Dole Philippines Inc., a subsidiary of the largest fruit production company Dole Food Company Inc., decided to fight the erosion problem on their plantations with high-end drone technology.
In 2014, Dole Philippines started a cooperation with UK-based drone manufacturer QuestUAV and German agricultural consulting company ORCA Geo Services in order to create an operational workflow to minimize erosion and maximize plantation productivity. Dole Philippines has been flying the QuestUAV Agri-Pro on a daily basis in their fields since March 2014. The drone-based images and mapping outputs are the basis for implementing new terrain-adapted field layouts which greatly help to reduce the soil loss on their plantations.
Organization | QuestUAV |
Country | Philippines |
Industry | Agriculture |
Project date | January 2016 |
Project members | Dole Philippines Inc., ORCA Geo Services |
Project size | 2.2km² |
Number of images | 494 |
GSD | 5.8cm |
Flying the field
The QuestUAV Agri-Pro drones carry a Twin Lumix NDVI system, which consists of two Panasonic Lumix DMX-LX7 cameras, acquiring both RGB and Near Infrared (NIR) imagery as a basis for follow-on processing, analysis and development of operational workflows.
The entire pineapple plantation of Dole Philippines is 220 square kilometers. The whole plantation is flown repetitively on a single field-basis. Here we provide an example of a representative field with a size of two square kilometers.
Nearly 500 RGB images were taken at a ground sampling distance of five centimeters.
Actionable results
Soil loss rates vary with rainfall, elevation, slope gradient and soil characteristics and can reach up to 250 t/ha/yr (tonnes per hectare per year). A major factor for the high soil loss rates at the Dole Philippines plantation is the orientation of planting rows.
Instead of growing pineapple along the contour of the terrain and having the pineapple plant itself as a barrier against soil loss, the major planting direction is often oriented down the slope.

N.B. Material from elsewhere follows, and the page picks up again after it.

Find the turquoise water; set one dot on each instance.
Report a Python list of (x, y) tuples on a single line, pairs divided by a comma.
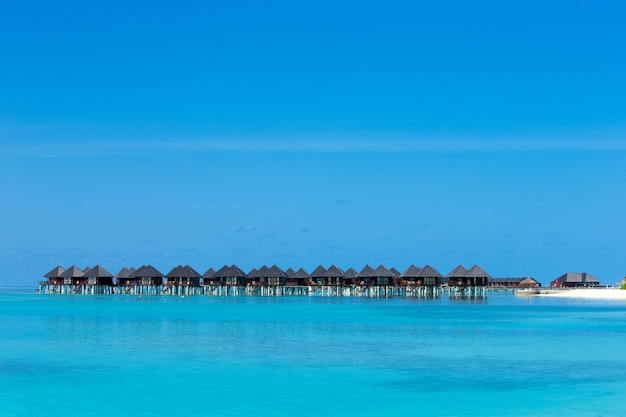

In order to reduce soil erosion, it is crucial for Dole Philippines to change the planting orientation into the contour direction of the terrain (perpendicular to the slope).
Nigel King from QuestUAV reports: "High-end drone technology enables the easy mapping of agricultural areas at an extremely frequent basis and at very low cost. The image processing software Pix4Dmapper serves as a role model to process drone based images and as a powerful mapping and analysis tool!"